Dr. Dominik Schmidt of the Hasso-Plattner Institute (near Berlin) was a kind enough host to let the IRES team (myself, Micah Lucas, Michael Nguyen, and Rudra Timsina) visit his lab on Monday, June 30th. He and some of his colleagues gave us a tour of their impressive facility and demonstrated some of the research that they’re currently working on.
One really neat setup they had was an “interactive floor,” whose hardware took up space in two rooms in their building (one on top of the other). The idea is that you can expand your working area to include the floor, and the floor-projected display can detect whether a person is standing on it, sitting in a chair on it, or sitting on the floor. Your adjustable display within the entire floorspace available (comparable to a program window displayed on your desktop monitor) can move with you as you move around the room and allows you to “drag” your workspace with you to different areas of the floor. Very, very interesting implications for future workplace designs.
We were also shown some work with their human-powered virtual-reality simulation system, which is actually a simpler concept than it sounds.

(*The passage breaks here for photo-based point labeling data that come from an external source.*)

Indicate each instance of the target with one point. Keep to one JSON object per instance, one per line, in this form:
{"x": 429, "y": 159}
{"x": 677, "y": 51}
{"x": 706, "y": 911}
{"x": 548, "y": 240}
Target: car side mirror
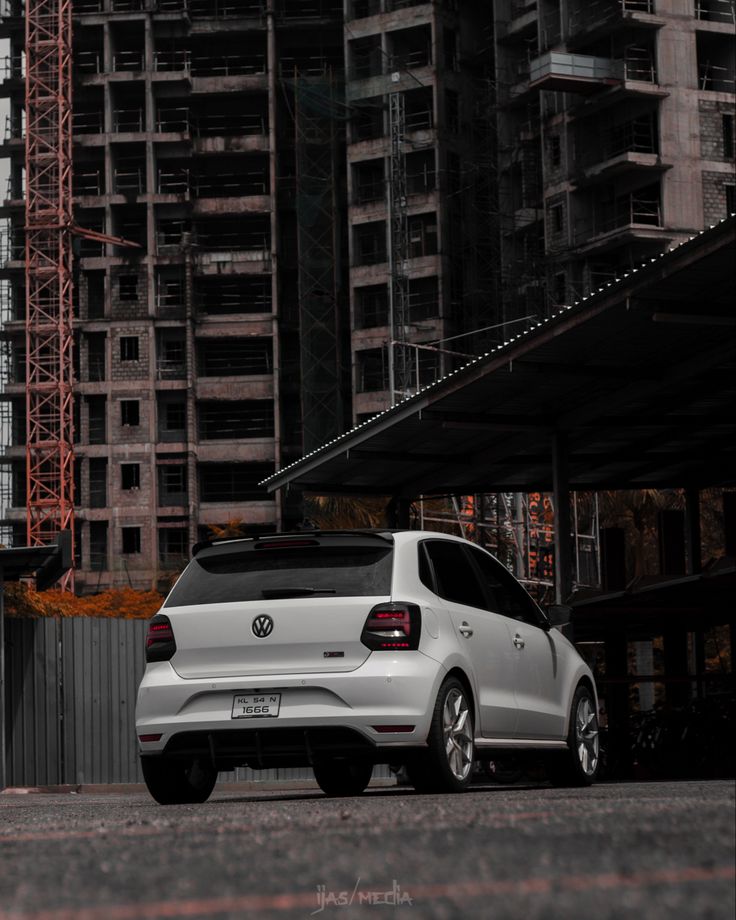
{"x": 559, "y": 614}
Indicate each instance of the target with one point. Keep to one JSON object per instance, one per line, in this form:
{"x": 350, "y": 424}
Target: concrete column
{"x": 692, "y": 531}
{"x": 397, "y": 512}
{"x": 561, "y": 502}
{"x": 676, "y": 665}
{"x": 617, "y": 703}
{"x": 3, "y": 727}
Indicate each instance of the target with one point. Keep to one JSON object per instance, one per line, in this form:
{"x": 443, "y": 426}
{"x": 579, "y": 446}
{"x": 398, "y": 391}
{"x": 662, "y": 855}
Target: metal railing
{"x": 88, "y": 122}
{"x": 410, "y": 60}
{"x": 233, "y": 242}
{"x": 716, "y": 78}
{"x": 173, "y": 182}
{"x": 589, "y": 13}
{"x": 228, "y": 65}
{"x": 636, "y": 136}
{"x": 165, "y": 61}
{"x": 172, "y": 120}
{"x": 420, "y": 120}
{"x": 229, "y": 185}
{"x": 210, "y": 124}
{"x": 362, "y": 9}
{"x": 715, "y": 10}
{"x": 626, "y": 211}
{"x": 370, "y": 190}
{"x": 168, "y": 369}
{"x": 306, "y": 65}
{"x": 223, "y": 9}
{"x": 127, "y": 61}
{"x": 88, "y": 61}
{"x": 129, "y": 179}
{"x": 12, "y": 67}
{"x": 88, "y": 182}
{"x": 126, "y": 121}
{"x": 12, "y": 247}
{"x": 639, "y": 64}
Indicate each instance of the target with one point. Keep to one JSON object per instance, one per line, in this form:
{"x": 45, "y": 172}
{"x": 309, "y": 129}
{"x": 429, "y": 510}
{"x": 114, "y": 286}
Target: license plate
{"x": 256, "y": 705}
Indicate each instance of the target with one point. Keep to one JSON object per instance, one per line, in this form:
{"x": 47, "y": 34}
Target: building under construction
{"x": 289, "y": 214}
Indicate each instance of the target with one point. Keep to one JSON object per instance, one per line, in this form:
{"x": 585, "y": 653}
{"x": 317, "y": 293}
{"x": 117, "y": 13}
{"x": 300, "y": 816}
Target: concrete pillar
{"x": 561, "y": 503}
{"x": 729, "y": 523}
{"x": 397, "y": 512}
{"x": 676, "y": 665}
{"x": 671, "y": 532}
{"x": 613, "y": 559}
{"x": 617, "y": 704}
{"x": 692, "y": 532}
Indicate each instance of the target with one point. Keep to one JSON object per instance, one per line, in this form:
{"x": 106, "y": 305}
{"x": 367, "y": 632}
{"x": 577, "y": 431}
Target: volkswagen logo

Basically, you wear a head-mounted display while being held/carried in the air by four other people. Each person holds on to one ‘corner’ of your body, i.e., one person holds up the left leg, another one takes the right leg, one for the right arm, and another for the left arm. These four people get cues from the simulation about how to move the person they’re carrying (i.e., you) in order to simulate realistic motion and g-forces. It’s a surprisingly effective way to reduce the cost of expensive VR systems.
Overall, very neat work is being done in the HCI lab at the HPI campus. The researchers there are definitely people to keep an eye on for near-future HCI innovations.